I picked “Tonsil Trouble” instead of the “Pandemic” saga because I feel there’s a stronger case against this episode. After all, in my opinion, this was the first episode that was genuinely awful.
Its premise was abominably ludicrous, and I feel like it was designed so that the creators can justifiably ramble on about AIDS and cancer, and that Jimmy Buffet bit felt rather contrived. Honestly, I find myself comparing this episode to “Stanley’s Cup”, which had a similarly contrived and ridiculous premise.
Of course, if this episode on the list, then there’s obviously a reason for it being there. For me, while some of the other season 12 episodes were pretty good, “Tonsil Trouble” is where the show started growing incredibly stale at an alarming rate. All the characters started acting like complete teenagers, and the personalities of the kids have gotten increasingly less believable.

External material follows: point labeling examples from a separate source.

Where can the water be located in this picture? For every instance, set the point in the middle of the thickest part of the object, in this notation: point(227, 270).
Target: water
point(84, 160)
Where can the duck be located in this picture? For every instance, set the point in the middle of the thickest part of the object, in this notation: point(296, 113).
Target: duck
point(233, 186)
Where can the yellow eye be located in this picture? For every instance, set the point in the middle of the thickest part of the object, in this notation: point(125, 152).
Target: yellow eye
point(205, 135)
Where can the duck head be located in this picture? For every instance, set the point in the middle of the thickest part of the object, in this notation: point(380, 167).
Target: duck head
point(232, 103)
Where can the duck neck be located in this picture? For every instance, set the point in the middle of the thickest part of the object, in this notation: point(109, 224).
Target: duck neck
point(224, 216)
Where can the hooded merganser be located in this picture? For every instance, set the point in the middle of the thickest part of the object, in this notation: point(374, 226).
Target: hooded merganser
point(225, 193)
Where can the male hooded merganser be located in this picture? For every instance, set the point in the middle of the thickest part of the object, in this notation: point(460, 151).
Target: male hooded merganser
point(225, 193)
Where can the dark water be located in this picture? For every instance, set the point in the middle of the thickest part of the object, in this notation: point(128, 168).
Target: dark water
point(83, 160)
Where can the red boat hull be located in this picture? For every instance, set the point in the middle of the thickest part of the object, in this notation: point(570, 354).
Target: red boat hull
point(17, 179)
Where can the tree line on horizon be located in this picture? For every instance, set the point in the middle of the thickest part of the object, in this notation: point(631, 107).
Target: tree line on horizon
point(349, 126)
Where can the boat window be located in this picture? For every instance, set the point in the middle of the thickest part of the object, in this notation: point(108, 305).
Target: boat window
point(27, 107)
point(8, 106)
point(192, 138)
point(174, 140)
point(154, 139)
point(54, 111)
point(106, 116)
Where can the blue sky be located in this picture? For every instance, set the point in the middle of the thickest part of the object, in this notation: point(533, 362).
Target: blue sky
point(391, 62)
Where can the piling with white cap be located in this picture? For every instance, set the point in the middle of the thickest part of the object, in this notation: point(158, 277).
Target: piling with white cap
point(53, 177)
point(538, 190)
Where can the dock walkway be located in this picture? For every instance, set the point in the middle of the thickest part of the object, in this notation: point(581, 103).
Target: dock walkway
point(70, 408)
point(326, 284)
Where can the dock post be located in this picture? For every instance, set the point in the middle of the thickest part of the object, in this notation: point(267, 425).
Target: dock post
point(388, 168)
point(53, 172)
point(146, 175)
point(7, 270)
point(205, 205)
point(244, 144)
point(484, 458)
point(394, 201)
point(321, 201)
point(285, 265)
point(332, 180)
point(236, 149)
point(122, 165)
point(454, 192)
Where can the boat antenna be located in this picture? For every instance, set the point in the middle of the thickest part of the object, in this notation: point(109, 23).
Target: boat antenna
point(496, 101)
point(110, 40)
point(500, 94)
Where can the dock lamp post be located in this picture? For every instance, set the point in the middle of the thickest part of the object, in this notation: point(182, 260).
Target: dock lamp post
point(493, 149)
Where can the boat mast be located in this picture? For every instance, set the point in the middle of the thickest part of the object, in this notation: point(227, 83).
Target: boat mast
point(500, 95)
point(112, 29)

Season 13, for example, was full of episodes that serve only to try and make the show relevant to the current (and crappy) era, armed to the teeth with pop culture references, gimmicky plots based on what were current events at the time, and cracks about trendy celebrities (like Kanye West and The Jonas Brothers), all while the character development suffered.

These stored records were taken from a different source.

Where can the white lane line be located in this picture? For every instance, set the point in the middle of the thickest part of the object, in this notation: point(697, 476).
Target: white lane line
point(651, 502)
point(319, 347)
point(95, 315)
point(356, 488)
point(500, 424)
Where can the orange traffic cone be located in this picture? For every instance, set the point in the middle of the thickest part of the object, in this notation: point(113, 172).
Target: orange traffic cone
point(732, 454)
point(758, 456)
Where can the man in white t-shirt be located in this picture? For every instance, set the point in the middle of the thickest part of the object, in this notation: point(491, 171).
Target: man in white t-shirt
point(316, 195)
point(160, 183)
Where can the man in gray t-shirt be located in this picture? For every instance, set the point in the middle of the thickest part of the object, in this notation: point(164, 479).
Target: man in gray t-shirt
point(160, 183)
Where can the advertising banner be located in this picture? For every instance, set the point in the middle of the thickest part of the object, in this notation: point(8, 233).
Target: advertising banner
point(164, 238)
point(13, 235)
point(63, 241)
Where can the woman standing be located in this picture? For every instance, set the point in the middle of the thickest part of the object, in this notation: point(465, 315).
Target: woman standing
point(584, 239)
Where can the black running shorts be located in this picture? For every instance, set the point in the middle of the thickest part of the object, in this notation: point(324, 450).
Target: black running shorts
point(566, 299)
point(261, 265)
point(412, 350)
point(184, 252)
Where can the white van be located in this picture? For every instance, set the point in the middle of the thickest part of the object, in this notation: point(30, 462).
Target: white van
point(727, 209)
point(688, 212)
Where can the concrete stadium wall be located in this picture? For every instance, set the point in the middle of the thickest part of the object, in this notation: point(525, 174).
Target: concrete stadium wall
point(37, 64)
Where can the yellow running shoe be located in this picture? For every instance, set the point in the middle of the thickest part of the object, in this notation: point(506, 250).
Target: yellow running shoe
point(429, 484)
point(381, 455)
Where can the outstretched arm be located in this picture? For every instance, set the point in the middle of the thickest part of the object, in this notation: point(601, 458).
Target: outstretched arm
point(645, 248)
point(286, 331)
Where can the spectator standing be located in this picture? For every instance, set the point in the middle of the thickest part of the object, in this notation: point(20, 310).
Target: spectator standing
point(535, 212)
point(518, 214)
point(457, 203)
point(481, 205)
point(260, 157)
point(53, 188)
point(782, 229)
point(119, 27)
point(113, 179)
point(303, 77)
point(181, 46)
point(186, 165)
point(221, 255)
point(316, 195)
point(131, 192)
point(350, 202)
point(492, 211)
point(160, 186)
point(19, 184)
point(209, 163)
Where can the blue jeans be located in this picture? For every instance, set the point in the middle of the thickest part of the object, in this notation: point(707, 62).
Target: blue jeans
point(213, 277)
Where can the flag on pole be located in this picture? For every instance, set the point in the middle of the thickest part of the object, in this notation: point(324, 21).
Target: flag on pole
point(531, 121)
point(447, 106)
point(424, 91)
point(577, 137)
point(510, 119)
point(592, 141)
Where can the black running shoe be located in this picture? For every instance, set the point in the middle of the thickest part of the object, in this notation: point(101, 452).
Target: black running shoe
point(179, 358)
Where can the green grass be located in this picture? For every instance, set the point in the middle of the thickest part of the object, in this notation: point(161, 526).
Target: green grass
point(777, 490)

Of course, the blame for the ongoing decline of the series should be placed squarely on Bill Hader, a former SNL cast member who joined the South Park team in 2008. Since he joined the team, the show became more popular with teenagers, which kind of reflects the immature attitude of some of the newer episodes.
#5 – You’re Getting Old (season 15, episode 7)
When this episode was released, everyone thought that the writers were using it to express their frustration with the show’s continued production. To be fair, I’d be incredibly frustrated too if I had to keep a TV show going for over a decade. However, the creators of South Park quickly dispelled all rumours of early retirement, as they were contractually obligated to keep producing episodes for a few more years.
The episode itself had an incredibly cynical attitude, this time aimed at the show itself. After turning 10, Stan begins to hate everything he used to love, and becomes alienated from his friends.
For me, this episode is symbolic in many ways.
- The title is symbolic of that fact that the show is getting old, and is aging horribly by this point.
- Stan’s cynicism and frustration is symbolic of both the creators’ frustration with producing the show, and how generally mean-spirited the show has become.
- Stan’s increasing alienation with his friends, in my opinion, is symbolic of how the creators of South Park have killed off basically everything we loved about the classic South Park, and may have alienated the show from its original fan base.
The creators of South Park can hide it all they want, and they’ve hidden it well, but I think that, in some way, they’re getting a little tired of having to keep the show alive. In a way, the episode itself describes better than words how hollow that pursuit has become, as would later be seen in the dreadful season 16, and the hit-or-miss season 17.
The creators of South Park are still contractually obligated to keep making episodes until 2016, but I highly doubt that they keep the show going past that point. Given what the show has become, I think it would be best to retire after season 18, 19, or 20. It’s better that than the slow decay that The Simpsons is now suffering, and the newer Simpsons episodes are even worse.